Sanità, l’ospedale a Orvieto verso tagli e disservizi

Ospedale a Orvieto: tagli alla sanità e fuga verso il privato

ORVIETO, 14 gennaio 2026 – Il declino della sanità pubblica nel comprensorio orvietano ha ormai superato la soglia dell’allarme per trasformarsi in una vera e propria crisi di sistema, come riporta la nota stampa di PrometeOrvieto. La denuncia arriva direttamente dal territorio, dove l’ospedale locale sembra essere vittima di un metodico piano di smantellamento che sta privando migliaia di cittadini dei loro diritti fondamentali. Nonostante le rassicurazioni della Regione e della USL Umbria 2, la realtà quotidiana descrive una struttura che perde pezzi, personale e attrezzature a un ritmo insostenibile.

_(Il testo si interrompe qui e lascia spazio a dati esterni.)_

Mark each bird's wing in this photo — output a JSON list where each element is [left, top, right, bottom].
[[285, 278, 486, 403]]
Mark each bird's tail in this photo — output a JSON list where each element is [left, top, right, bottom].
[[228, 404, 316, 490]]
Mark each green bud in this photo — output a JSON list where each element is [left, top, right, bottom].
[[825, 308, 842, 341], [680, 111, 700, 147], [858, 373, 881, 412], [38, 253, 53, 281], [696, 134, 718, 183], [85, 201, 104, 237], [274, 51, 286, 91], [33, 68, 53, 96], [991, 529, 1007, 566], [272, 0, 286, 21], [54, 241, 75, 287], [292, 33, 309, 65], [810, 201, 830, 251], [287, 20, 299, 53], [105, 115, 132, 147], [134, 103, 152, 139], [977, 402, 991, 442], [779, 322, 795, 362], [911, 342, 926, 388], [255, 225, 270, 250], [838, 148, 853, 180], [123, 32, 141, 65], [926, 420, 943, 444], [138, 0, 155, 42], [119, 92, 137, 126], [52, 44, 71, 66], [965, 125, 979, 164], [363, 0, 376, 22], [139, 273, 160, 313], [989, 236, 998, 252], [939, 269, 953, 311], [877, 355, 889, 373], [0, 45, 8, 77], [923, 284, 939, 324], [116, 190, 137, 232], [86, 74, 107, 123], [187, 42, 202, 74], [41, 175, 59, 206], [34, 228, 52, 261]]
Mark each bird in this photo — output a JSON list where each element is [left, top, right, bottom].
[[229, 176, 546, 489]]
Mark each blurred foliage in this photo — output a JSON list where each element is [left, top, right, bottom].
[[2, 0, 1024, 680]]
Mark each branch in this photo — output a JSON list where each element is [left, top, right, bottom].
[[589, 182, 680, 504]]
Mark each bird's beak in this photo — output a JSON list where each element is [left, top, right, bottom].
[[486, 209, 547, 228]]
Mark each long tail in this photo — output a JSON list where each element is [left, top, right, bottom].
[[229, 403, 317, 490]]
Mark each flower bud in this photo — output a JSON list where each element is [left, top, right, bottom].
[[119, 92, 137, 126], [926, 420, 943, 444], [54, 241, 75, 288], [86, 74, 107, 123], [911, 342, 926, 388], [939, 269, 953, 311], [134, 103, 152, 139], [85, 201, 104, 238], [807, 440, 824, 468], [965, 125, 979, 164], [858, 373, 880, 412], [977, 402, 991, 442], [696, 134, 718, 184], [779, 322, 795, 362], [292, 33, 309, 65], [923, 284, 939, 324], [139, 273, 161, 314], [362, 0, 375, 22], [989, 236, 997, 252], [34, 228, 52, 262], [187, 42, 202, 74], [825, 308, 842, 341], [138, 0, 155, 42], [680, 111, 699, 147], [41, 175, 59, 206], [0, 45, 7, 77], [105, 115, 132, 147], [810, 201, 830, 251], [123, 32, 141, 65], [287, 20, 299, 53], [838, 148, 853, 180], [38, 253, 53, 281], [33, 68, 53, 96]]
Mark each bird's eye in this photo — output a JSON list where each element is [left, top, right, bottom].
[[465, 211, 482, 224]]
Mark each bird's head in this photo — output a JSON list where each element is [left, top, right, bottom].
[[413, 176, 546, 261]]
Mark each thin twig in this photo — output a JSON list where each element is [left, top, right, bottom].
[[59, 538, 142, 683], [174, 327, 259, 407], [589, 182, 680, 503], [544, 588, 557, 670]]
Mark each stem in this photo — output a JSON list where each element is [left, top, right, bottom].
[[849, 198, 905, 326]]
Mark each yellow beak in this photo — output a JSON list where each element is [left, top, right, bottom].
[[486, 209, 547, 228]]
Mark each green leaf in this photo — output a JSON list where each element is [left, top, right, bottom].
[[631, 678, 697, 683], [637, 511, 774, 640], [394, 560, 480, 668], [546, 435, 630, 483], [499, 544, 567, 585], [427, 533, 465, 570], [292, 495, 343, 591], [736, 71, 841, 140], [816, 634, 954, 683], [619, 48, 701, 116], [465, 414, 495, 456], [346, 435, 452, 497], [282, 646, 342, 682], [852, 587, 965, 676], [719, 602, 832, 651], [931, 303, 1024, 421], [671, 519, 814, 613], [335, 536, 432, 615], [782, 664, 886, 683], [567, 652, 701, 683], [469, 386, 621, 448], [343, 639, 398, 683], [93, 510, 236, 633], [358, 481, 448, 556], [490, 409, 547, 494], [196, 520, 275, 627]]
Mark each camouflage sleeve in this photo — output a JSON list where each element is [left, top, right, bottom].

Il fronte più critico è senza dubbio quello dell’emergenza-urgenza. Al Pronto Soccorso l’organico è ridotto ai minimi termini: con soli quattro medici in servizio rispetto a una pianta organica che ne richiederebbe quasi il doppio, lo spettro di una riduzione dell’orario operativo è diventato concreto. Si teme il passaggio dal servizio H24 a quello H12, il che significherebbe, in parole povere, la serrata dei cancelli durante la notte. Un’eventualità che costringerebbe i pazienti in condizioni critiche a lunghi e pericolosi trasferimenti verso centri lontani, mettendo a rischio la vita stessa delle persone.

La dialisi funziona ormai a singhiozzo, con una copertura medica che sparisce durante i fine settimana, obbligando i pazienti fragili a spostamenti estenuanti. Ma è sul fronte oncologico che si consuma quello che i residenti definiscono un “tradimento”: la creazione di centri d’eccellenza a Terni e Perugia ha di fatto svuotato l’ospedale di Orvieto delle sue funzioni chirurgiche per i tumori del colon-retto. Ancora più clamoroso è il caso della senologia: le pazienti colpite da tumore alla mammella non solo vengono dirottate a Foligno per gli interventi, ma hanno visto sparire fisicamente i macchinari necessari per la diagnostica intraoperatoria, trasferiti altrove per decreto burocratico. L’umanizzazione della crisi si avverte soprattutto nel reparto di pediatria. Oggi, un bambino colpito da un’appendicite acuta non può più essere operato a Orvieto. Il tempo speso nel trasporto verso altre strutture non è solo un disagio logistico, ma un fattore di rischio clinico che può trasformare un intervento di routine in una complicazione fatale come la peritonite. È l’immagine di una città che non riesce più a garantire la sicurezza nemmeno ai suoi figli più piccoli.

Il bar della struttura ospedaliera chiude anticipatamente per mancanza dello svuotamento dei reparti — le cliniche private nel territorio fioriscono, intercettando la domanda di chi può permettersi di pagare per saltare liste d’attesa infinite. L’associazione PrometeOrvieto sottolinea come questo depotenziamento non sia solo un dramma sociale, ma anche un controsenso economico: i dati sulla trasparenza indicano che la fuga dei pazienti verso altre zone genera un buco finanziario nelle casse della USL stessa, creando un danno erariale che ricade su tutta la collettività.  La battaglia per la salute pubblica è ormai una lotta per la sopravvivenza stessa della comunità.